Imagine a construction site that looked as if it was pulled straight from a science fiction movie. In the middle of the site, surrounded by people and machines working together to efficiently build structures, there is a job site trailer serving as the project’s supercomputer. In this facility, contractors can access augmented reality visualizations of building design plans and real-time statistics tracking, pilot drones from wireless consoles, and monitor worker fatigue using data feedback from IoT-enabled wearable devices. The construction industry is closer to making this type of project site a reality than many expect.
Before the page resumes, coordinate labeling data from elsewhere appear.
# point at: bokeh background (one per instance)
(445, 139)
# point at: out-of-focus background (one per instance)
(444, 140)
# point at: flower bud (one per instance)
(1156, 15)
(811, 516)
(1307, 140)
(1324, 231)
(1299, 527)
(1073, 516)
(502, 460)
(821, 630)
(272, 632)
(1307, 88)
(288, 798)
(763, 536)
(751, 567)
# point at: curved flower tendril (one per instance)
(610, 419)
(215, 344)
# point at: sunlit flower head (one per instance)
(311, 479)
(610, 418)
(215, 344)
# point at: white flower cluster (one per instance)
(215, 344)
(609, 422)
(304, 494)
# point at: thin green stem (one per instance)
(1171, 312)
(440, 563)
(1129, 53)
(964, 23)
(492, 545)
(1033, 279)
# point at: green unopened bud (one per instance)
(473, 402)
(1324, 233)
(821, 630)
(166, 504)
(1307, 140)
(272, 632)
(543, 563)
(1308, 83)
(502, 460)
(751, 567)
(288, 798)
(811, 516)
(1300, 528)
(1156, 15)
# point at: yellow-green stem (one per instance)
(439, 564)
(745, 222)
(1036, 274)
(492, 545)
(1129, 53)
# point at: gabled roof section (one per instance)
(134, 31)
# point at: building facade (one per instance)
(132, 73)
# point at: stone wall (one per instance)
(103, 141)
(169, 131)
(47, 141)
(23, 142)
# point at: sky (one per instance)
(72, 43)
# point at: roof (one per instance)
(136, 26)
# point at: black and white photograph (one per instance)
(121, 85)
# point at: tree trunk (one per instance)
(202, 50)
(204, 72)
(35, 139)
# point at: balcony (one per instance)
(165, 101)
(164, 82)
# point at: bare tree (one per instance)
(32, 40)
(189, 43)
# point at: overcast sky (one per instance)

In part one, our Tallahassee construction law attorneys discussed the role of data in helping the construction industry achieve zero-accident job sites. Now, we will continue to explore strategies for eliminating injuries and improving efficiency.
Connect, Automate, Secure
Once the construction industry has amassed a substantial quantity of data over a suitable period of time, it’s not unreasonable to suggest that zero-accident job sites will be within reach. With large quantities of data to help contractors minimize incidents, react to various weather conditions, and monitor workers, it will become increasingly easy to adapt to changing conditions that normally dismantle project timelines. This data can then be applied to physical processes and utilized to program machinery to interact with those processes. In other words, data supports the implementation of autonomous vehicles.
Although construction professionals are wary of autonomous vehicles that they feel will take jobs away from people, this technology can be used to perform dangerous tasks that pose a risk to the wellbeing of your employees or assist workers by supplementing their skill set with integrated data feeds. Some examples include:
- Driver-attention monitoring
- Automatic collision avoidance
- Coordinating with personal protective equipment (PPE)
- Detecting unsafe conditions
- Monitoring workers’ vitals
Innovative Solutions for Progressive Contractors
When data flows through every facet of a construction site, efficiency can reach new heights and workers can rest assured that they will leave work as healthy as they arrived. Contractors can manage projects in real-time and avoid subpar construction, material defects, and workplace injury by embracing new strategies and cutting-edge technologies aimed at improving the construction site. But before this can take place, contractors must be willing to accept an industry in flux and make the necessary changes to prepare for the oncoming wave of innovation.
Disclaimer: The information contained in this article is for general educational information only. This information does not constitute legal advice, is not intended to constitute legal advice, nor should it be relied upon as legal advice for your specific factual pattern or situation.